Il 24 novembre Torino ospiterà, all’Unione Industriale, il congresso Regionale ACOI (Associazione Chirurghi Ospedalieri Italiani) sul tema “L’addome acuto di elevata complessità”. L’evento scientifico, presieduto dal Dott. Renzo Leli, Direttore di Chirurgia d’Urgenza all’Ospedale San Giovanni Bosco, con il coordinamento scientifico del Dott. Diego Fontana, è organizzato dalla ASL TO 2. I più noti chirurghi del Piemonte, con rappresentanti di Valle d’Aosta, Liguria e Lombardia, si confronteranno sulle patologie che interessano l’addome e che, per gravità della situazione clinica, richiedono una rapida valutazione e una altrettanto rapida terapia chirurgica. “Si tratta di traumi della strada che, una volta giunti in Pronto Soccorso, devono essere gestiti da equipe esperte in chirurgia d’urgenza: la rapidità con cui il paziente viene inviato in sala operatoria e l’appropriatezza del successivo trattamento chirurgico sono determinanti nel salvare una vita – spiega il Dott.

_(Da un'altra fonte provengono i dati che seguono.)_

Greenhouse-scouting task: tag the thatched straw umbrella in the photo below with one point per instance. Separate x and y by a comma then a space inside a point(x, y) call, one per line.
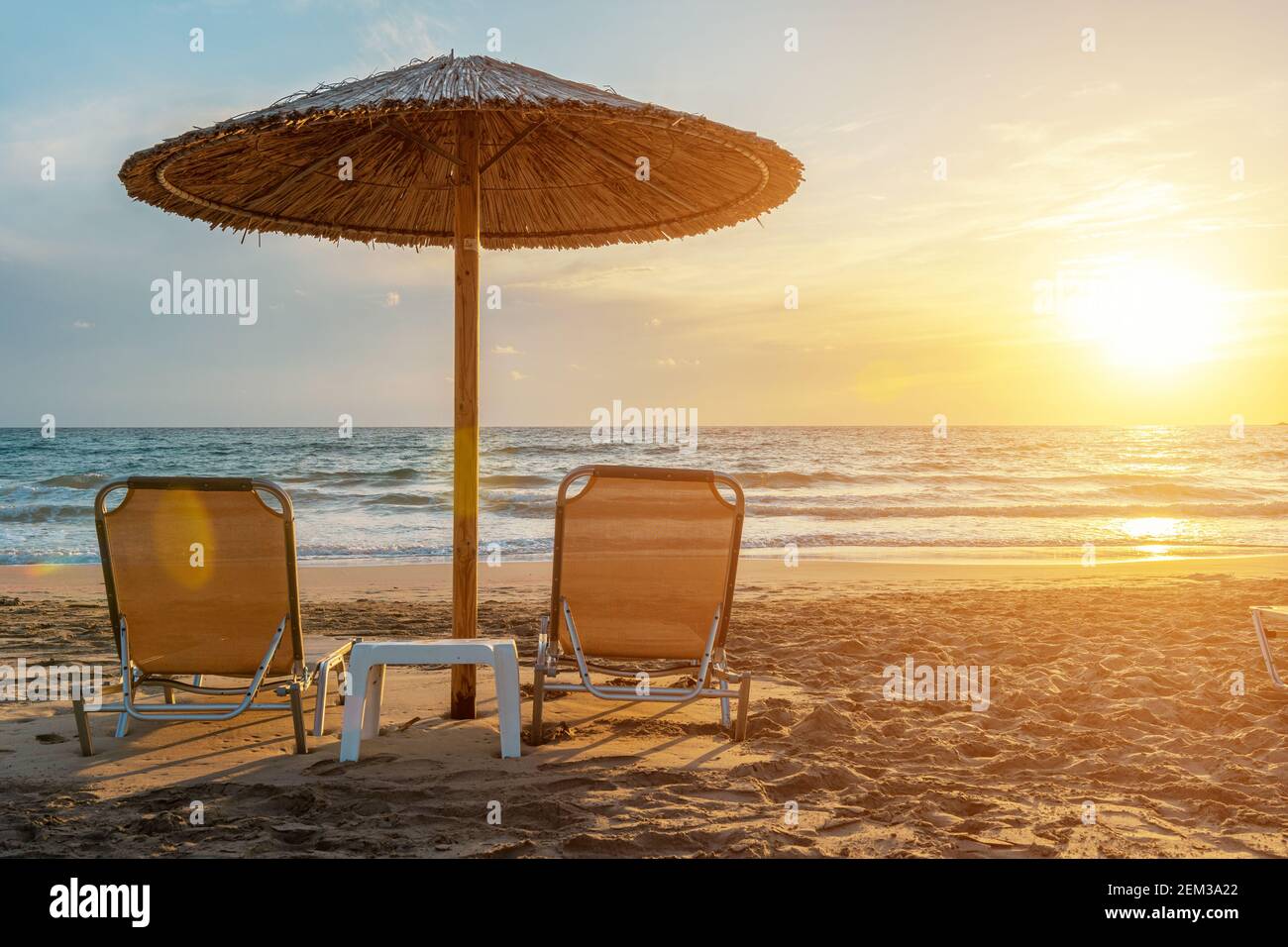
point(456, 151)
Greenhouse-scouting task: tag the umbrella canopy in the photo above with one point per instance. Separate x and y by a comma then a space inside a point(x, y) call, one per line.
point(562, 162)
point(465, 153)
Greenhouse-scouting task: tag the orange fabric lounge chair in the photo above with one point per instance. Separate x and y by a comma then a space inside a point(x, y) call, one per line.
point(201, 582)
point(644, 569)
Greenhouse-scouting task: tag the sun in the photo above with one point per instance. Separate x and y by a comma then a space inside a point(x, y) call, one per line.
point(1149, 317)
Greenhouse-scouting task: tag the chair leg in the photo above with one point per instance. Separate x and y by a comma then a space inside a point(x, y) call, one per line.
point(375, 694)
point(351, 728)
point(505, 671)
point(539, 698)
point(82, 728)
point(322, 677)
point(739, 732)
point(301, 745)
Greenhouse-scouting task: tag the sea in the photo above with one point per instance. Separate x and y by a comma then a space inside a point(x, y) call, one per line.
point(905, 493)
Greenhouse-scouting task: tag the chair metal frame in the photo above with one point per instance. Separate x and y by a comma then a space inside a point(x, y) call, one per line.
point(1263, 637)
point(713, 664)
point(294, 685)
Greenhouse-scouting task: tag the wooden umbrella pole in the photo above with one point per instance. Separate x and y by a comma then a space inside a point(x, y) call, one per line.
point(465, 476)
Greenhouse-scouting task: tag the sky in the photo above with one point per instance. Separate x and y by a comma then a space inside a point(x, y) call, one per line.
point(1013, 213)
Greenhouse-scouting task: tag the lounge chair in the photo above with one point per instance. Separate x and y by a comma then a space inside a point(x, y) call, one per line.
point(1263, 634)
point(201, 581)
point(644, 570)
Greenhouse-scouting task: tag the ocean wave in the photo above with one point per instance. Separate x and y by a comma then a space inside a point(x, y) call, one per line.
point(46, 513)
point(404, 500)
point(1034, 512)
point(516, 480)
point(90, 480)
point(355, 476)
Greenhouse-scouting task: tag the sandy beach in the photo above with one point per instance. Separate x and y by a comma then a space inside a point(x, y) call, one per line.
point(1109, 685)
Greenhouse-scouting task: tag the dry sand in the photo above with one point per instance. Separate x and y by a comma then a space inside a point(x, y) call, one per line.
point(1111, 684)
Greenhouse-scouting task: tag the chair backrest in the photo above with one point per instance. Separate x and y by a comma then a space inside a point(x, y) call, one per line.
point(204, 571)
point(644, 557)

Renzo Leli, Presidente del convegno e Direttore della Chirurgia d’Urgenza dell’Ospedale San Giovanni Bosco – nel caso di gravi malattie dell’apparato digerente, come tumori intestinali con occlusione o gravi emorragie gastro-intestinali, è la collaborazione tra specialisti di varie branche a fare la differenza”. L’Ospedale San Giovanni Bosco ormai da molti anni ha sviluppato una particolare competenza nel trattamento delle urgenze mediche di ogni tipo.
“Una delle mission dell’Ospedale San Giovanni Bosco è il miglior trattamento possibile delle urgenze mediche che afferiscono al Pronto Soccorso – commenta il Direttore Generale ASL TO 2, Dott. Maurizio Dall’Acqua – gestite da equipe multidisciplinari che, dotate di Pronto Soccorso e Terapia Intensiva modernissimi, Gastroenterologia all’avanguardia, Radiologia Interventistica e Chirurgia d’Urgenza con 18 chirurghi, rappresentano alla prova dei fatti una squadra vincente”. L’esperienza acquisita in questi anni dalla Chirurgia d’Urgenza del San Giovanni Bosco diretta la Dr. Renzo Leli (1800 interventi in un anno, 688 urgenze di cui 170 riguardanti addome acuto di alta complessità) permette oggi di organizzare un congresso che analizza alcuni degli aspetti più controversi della patologia addominale acuta.
Un evento di alta qualità scientifica, garantita dalla presenza tra i Relatori di alcuni tra i massimi esperti dei singoli settori della chirurgia addominale d’urgenza: la relazione del Prof. Mauro Salizzoni verterà sul trattamento del trauma epatico, una delle occorrenze più gravi del trauma addominale; i politraumi a rischio di morte intraoperatoria, il trauma dell’addome che coinvolge anche il torace e l’uso delle tecniche mini invasive, saranno dibattuti dal Dr. Osvaldo Chiara di Milano, dal Prof. Alberto Oliaro, Direttore della Cattedra di Chirurgia Toracica e dal Prof. Mauro Toppino, Associato di Chirurgia Generale, entrambi dell’Università degli Studi di Torino.